君はガラスの靴を置いていく
『私も最近困ってるんですよ。ほら、文化祭近いじゃないですか。一緒に回りたいってしつこく誘ってくる人達がいて』
そう言えば俺も何人かに言われたな。増田のひがみがうざいからキッパリ断ったけど。
結局、メイドカフェはなくなって教室でプラネタリウムをやるという結論に落ち着いた。
お化け屋敷、駄菓子屋、迷路と色々案は出たけどどれも他のクラスと被ってたし、担任が天文学好きという都合いい理由からそういう事になった。
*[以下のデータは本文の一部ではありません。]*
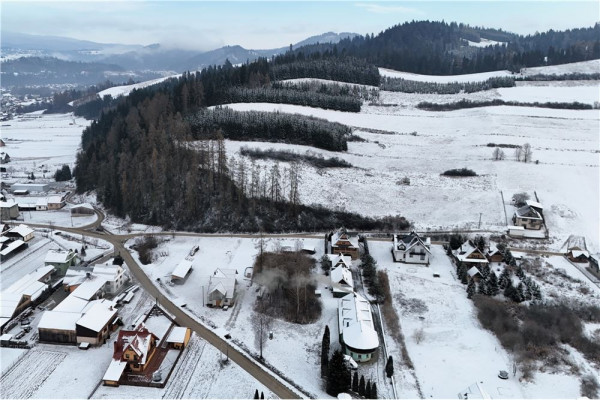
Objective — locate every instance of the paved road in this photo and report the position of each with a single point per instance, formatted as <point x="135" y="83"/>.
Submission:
<point x="268" y="379"/>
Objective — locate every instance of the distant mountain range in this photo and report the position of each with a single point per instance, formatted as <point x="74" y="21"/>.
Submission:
<point x="136" y="57"/>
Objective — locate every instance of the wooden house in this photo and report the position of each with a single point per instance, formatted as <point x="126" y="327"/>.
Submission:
<point x="411" y="249"/>
<point x="345" y="243"/>
<point x="470" y="255"/>
<point x="578" y="255"/>
<point x="179" y="337"/>
<point x="529" y="216"/>
<point x="9" y="210"/>
<point x="493" y="254"/>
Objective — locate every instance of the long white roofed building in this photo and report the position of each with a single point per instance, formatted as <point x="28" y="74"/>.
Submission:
<point x="357" y="331"/>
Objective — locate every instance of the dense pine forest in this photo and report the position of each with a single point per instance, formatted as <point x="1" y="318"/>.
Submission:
<point x="142" y="158"/>
<point x="158" y="156"/>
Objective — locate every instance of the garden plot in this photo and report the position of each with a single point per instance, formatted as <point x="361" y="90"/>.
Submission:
<point x="25" y="378"/>
<point x="41" y="142"/>
<point x="564" y="142"/>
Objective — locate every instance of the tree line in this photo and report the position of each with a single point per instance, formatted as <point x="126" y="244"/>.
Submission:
<point x="271" y="127"/>
<point x="408" y="86"/>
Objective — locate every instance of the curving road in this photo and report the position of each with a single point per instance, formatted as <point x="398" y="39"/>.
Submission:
<point x="274" y="383"/>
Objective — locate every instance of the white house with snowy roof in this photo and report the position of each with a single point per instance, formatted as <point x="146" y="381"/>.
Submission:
<point x="411" y="248"/>
<point x="20" y="232"/>
<point x="23" y="293"/>
<point x="356" y="328"/>
<point x="470" y="255"/>
<point x="182" y="269"/>
<point x="221" y="288"/>
<point x="342" y="282"/>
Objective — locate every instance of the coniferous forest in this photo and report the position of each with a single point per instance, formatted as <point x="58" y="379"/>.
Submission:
<point x="158" y="155"/>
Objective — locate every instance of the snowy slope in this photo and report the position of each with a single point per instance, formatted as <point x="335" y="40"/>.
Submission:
<point x="117" y="91"/>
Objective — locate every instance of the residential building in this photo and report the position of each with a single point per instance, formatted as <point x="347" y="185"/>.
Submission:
<point x="411" y="248"/>
<point x="356" y="328"/>
<point x="345" y="243"/>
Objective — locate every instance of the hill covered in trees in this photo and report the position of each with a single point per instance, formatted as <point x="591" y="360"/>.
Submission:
<point x="439" y="48"/>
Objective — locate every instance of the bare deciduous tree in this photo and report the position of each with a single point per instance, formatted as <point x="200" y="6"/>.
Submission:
<point x="498" y="154"/>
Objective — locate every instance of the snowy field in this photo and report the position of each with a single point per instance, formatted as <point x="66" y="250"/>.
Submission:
<point x="302" y="364"/>
<point x="124" y="90"/>
<point x="454" y="351"/>
<point x="37" y="142"/>
<point x="565" y="143"/>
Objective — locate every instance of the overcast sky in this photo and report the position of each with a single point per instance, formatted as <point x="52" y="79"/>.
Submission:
<point x="204" y="25"/>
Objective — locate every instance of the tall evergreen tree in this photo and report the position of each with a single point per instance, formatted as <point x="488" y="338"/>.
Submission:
<point x="325" y="351"/>
<point x="361" y="386"/>
<point x="493" y="284"/>
<point x="389" y="367"/>
<point x="337" y="380"/>
<point x="471" y="289"/>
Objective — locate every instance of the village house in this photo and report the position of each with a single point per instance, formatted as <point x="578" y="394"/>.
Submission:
<point x="75" y="320"/>
<point x="470" y="255"/>
<point x="577" y="254"/>
<point x="113" y="274"/>
<point x="82" y="210"/>
<point x="341" y="280"/>
<point x="4" y="158"/>
<point x="182" y="269"/>
<point x="20" y="232"/>
<point x="530" y="216"/>
<point x="23" y="293"/>
<point x="41" y="205"/>
<point x="179" y="337"/>
<point x="345" y="243"/>
<point x="12" y="247"/>
<point x="493" y="254"/>
<point x="61" y="259"/>
<point x="221" y="288"/>
<point x="355" y="325"/>
<point x="411" y="249"/>
<point x="9" y="210"/>
<point x="593" y="259"/>
<point x="55" y="203"/>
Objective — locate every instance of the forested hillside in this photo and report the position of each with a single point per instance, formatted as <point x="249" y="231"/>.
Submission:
<point x="142" y="158"/>
<point x="439" y="48"/>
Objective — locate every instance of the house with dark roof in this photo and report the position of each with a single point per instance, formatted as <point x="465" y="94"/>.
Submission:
<point x="470" y="255"/>
<point x="411" y="249"/>
<point x="530" y="216"/>
<point x="345" y="243"/>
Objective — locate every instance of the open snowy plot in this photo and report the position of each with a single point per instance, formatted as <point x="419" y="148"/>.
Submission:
<point x="124" y="90"/>
<point x="199" y="374"/>
<point x="56" y="218"/>
<point x="454" y="351"/>
<point x="37" y="142"/>
<point x="565" y="143"/>
<point x="295" y="348"/>
<point x="582" y="67"/>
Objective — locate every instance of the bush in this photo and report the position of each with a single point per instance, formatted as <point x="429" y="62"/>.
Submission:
<point x="63" y="174"/>
<point x="459" y="172"/>
<point x="590" y="387"/>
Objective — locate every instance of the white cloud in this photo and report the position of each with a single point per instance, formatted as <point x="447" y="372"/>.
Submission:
<point x="388" y="9"/>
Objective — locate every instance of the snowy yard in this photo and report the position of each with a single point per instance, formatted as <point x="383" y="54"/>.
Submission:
<point x="448" y="346"/>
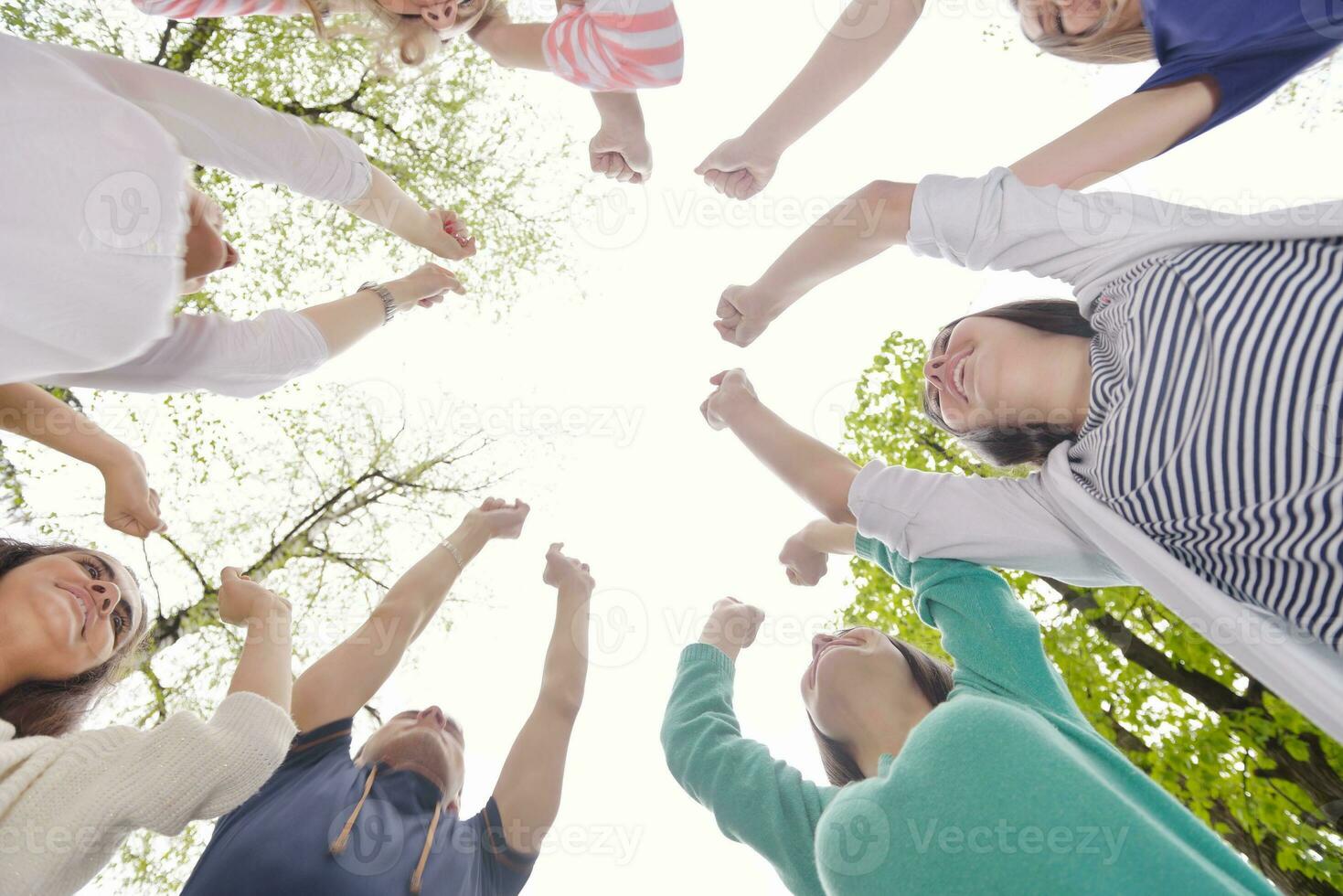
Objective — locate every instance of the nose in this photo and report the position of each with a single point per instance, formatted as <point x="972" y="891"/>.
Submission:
<point x="105" y="597"/>
<point x="435" y="713"/>
<point x="935" y="371"/>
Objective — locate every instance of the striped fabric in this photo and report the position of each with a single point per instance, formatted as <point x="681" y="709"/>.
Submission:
<point x="1214" y="422"/>
<point x="219" y="8"/>
<point x="617" y="45"/>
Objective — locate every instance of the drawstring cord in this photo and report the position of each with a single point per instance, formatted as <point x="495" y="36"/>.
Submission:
<point x="429" y="841"/>
<point x="340" y="842"/>
<point x="338" y="847"/>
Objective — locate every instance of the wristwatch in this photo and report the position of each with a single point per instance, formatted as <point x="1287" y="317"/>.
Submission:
<point x="386" y="294"/>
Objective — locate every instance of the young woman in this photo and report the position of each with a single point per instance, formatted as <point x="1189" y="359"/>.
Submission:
<point x="612" y="48"/>
<point x="112" y="235"/>
<point x="70" y="623"/>
<point x="1183" y="414"/>
<point x="986" y="778"/>
<point x="1217" y="59"/>
<point x="387" y="817"/>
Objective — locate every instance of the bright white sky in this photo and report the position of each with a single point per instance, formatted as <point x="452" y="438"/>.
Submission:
<point x="670" y="515"/>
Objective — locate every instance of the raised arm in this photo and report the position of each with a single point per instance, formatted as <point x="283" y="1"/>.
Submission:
<point x="861" y="228"/>
<point x="810" y="468"/>
<point x="1125" y="133"/>
<point x="756" y="799"/>
<point x="131" y="506"/>
<point x="252" y="357"/>
<point x="528" y="787"/>
<point x="865" y="35"/>
<point x="340" y="683"/>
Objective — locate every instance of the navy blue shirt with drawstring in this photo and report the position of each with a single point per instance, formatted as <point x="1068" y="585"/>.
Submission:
<point x="1246" y="48"/>
<point x="280" y="841"/>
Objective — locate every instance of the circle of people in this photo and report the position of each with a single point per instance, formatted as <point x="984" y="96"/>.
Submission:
<point x="1159" y="409"/>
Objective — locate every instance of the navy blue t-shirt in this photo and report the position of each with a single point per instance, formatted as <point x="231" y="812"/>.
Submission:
<point x="1248" y="48"/>
<point x="280" y="840"/>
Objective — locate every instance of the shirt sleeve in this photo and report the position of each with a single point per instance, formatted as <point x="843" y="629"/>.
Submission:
<point x="756" y="799"/>
<point x="993" y="638"/>
<point x="240" y="136"/>
<point x="219" y="8"/>
<point x="182" y="770"/>
<point x="1245" y="80"/>
<point x="994" y="521"/>
<point x="1084" y="240"/>
<point x="617" y="45"/>
<point x="506" y="868"/>
<point x="219" y="355"/>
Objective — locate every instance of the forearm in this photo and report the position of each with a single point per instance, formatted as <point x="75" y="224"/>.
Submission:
<point x="810" y="468"/>
<point x="1125" y="133"/>
<point x="830" y="538"/>
<point x="513" y="45"/>
<point x="346" y="321"/>
<point x="861" y="228"/>
<point x="263" y="667"/>
<point x="32" y="412"/>
<point x="564" y="675"/>
<point x="417" y="597"/>
<point x="856" y="48"/>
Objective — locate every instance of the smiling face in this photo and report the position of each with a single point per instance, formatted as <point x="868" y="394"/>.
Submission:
<point x="207" y="251"/>
<point x="63" y="614"/>
<point x="446" y="17"/>
<point x="853" y="675"/>
<point x="427" y="741"/>
<point x="985" y="372"/>
<point x="1042" y="19"/>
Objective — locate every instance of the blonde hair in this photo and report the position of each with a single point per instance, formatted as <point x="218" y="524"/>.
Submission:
<point x="407" y="37"/>
<point x="1102" y="45"/>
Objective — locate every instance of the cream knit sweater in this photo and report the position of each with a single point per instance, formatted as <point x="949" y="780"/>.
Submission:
<point x="66" y="804"/>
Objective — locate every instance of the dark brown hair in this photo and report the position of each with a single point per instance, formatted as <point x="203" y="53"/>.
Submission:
<point x="55" y="709"/>
<point x="1027" y="443"/>
<point x="931" y="676"/>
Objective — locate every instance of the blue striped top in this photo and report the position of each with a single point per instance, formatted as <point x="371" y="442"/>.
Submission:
<point x="1214" y="423"/>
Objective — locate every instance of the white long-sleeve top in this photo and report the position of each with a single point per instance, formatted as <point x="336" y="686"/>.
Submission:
<point x="94" y="165"/>
<point x="1050" y="523"/>
<point x="66" y="804"/>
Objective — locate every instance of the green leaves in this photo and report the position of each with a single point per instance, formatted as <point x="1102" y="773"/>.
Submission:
<point x="1267" y="779"/>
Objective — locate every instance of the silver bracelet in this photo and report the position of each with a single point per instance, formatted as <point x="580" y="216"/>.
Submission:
<point x="386" y="294"/>
<point x="452" y="549"/>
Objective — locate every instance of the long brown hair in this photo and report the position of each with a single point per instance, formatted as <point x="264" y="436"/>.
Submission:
<point x="1102" y="45"/>
<point x="55" y="709"/>
<point x="933" y="680"/>
<point x="1027" y="443"/>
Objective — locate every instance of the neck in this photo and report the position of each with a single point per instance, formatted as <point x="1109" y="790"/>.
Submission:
<point x="881" y="736"/>
<point x="1071" y="380"/>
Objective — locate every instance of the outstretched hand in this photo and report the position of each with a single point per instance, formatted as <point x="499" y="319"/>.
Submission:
<point x="131" y="506"/>
<point x="566" y="572"/>
<point x="804" y="564"/>
<point x="500" y="518"/>
<point x="732" y="392"/>
<point x="738" y="168"/>
<point x="242" y="601"/>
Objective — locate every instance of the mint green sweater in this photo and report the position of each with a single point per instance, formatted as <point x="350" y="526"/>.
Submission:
<point x="1002" y="789"/>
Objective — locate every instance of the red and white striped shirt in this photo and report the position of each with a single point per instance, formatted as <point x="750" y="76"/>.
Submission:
<point x="219" y="8"/>
<point x="617" y="45"/>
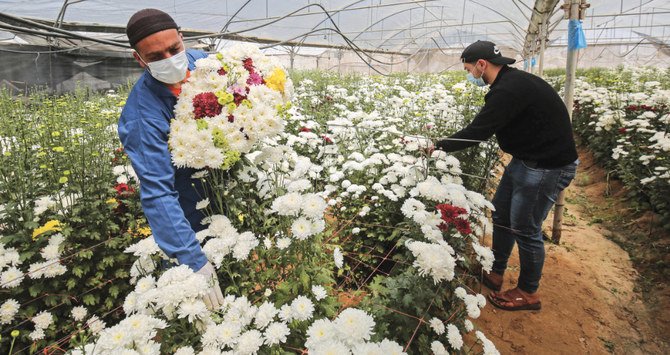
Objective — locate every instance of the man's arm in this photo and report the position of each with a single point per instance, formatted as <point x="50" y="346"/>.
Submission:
<point x="145" y="141"/>
<point x="499" y="109"/>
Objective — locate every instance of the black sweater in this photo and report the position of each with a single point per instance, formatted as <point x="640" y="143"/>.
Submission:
<point x="528" y="118"/>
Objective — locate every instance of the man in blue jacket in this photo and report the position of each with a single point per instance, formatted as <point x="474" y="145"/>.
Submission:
<point x="532" y="124"/>
<point x="168" y="194"/>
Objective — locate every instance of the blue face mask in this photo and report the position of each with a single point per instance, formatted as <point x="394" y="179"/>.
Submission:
<point x="477" y="81"/>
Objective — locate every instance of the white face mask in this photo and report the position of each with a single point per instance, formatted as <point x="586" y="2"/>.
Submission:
<point x="170" y="70"/>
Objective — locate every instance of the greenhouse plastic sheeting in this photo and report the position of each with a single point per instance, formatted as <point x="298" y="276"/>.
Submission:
<point x="390" y="25"/>
<point x="63" y="72"/>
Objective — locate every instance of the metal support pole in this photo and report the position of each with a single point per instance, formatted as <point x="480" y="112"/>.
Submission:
<point x="574" y="9"/>
<point x="543" y="44"/>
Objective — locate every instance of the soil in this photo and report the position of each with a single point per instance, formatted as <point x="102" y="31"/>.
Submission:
<point x="591" y="292"/>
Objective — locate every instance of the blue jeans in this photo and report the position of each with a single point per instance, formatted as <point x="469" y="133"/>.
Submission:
<point x="523" y="200"/>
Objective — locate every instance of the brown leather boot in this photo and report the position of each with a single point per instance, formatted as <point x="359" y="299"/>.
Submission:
<point x="492" y="280"/>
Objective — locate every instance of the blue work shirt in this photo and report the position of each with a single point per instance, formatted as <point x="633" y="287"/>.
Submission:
<point x="168" y="194"/>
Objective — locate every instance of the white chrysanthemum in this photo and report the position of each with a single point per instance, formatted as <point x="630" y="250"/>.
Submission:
<point x="338" y="258"/>
<point x="220" y="335"/>
<point x="79" y="313"/>
<point x="283" y="243"/>
<point x="313" y="206"/>
<point x="185" y="350"/>
<point x="8" y="310"/>
<point x="11" y="277"/>
<point x="434" y="259"/>
<point x="144" y="265"/>
<point x="288" y="205"/>
<point x="276" y="333"/>
<point x="37" y="334"/>
<point x="302" y="308"/>
<point x="454" y="337"/>
<point x="145" y="247"/>
<point x="246" y="242"/>
<point x="468" y="325"/>
<point x="130" y="303"/>
<point x="50" y="252"/>
<point x="286" y="313"/>
<point x="192" y="310"/>
<point x="220" y="226"/>
<point x="411" y="207"/>
<point x="249" y="342"/>
<point x="320" y="331"/>
<point x="437" y="325"/>
<point x="318" y="226"/>
<point x="301" y="228"/>
<point x="438" y="348"/>
<point x="8" y="256"/>
<point x="354" y="326"/>
<point x="43" y="320"/>
<point x="460" y="292"/>
<point x="319" y="292"/>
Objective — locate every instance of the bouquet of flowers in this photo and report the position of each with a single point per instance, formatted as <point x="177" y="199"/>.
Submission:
<point x="232" y="100"/>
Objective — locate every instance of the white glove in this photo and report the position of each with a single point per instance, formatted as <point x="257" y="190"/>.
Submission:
<point x="213" y="298"/>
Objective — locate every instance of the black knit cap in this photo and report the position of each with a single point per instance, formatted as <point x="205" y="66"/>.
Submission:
<point x="484" y="50"/>
<point x="146" y="22"/>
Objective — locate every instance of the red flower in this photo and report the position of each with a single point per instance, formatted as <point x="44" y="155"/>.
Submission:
<point x="237" y="98"/>
<point x="450" y="212"/>
<point x="451" y="215"/>
<point x="463" y="226"/>
<point x="248" y="65"/>
<point x="124" y="189"/>
<point x="326" y="139"/>
<point x="206" y="104"/>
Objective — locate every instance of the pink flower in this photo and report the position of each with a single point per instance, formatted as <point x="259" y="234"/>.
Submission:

勿論、増田はかなり反発してたけど楽そうだし俺的には良かったって感じ。
『一緒に回ります?うちのクラス映画研究部の人がなんか上映するだけの出し物になったんですよね~』
この語尾を伸ばす言い方には裏がある。
『だったら断った奴誘えば?俺はもう変な噂流れるの勘弁だし』
『あー、病気のアレですか?先輩がそんな下手な事するわけないですもんね』
悠里はクスクスと笑った。
いや、他人事みたい言ってるけど悠里にだけは笑われたくない。自由奔放に遊んでるのはそっちも同じだろ。
『でも本当かどうか試してみたいかも』
悠里は俺に近付いて冷たい校舎の壁に手を置いた。今流行りの壁ドン。普通は逆だけど。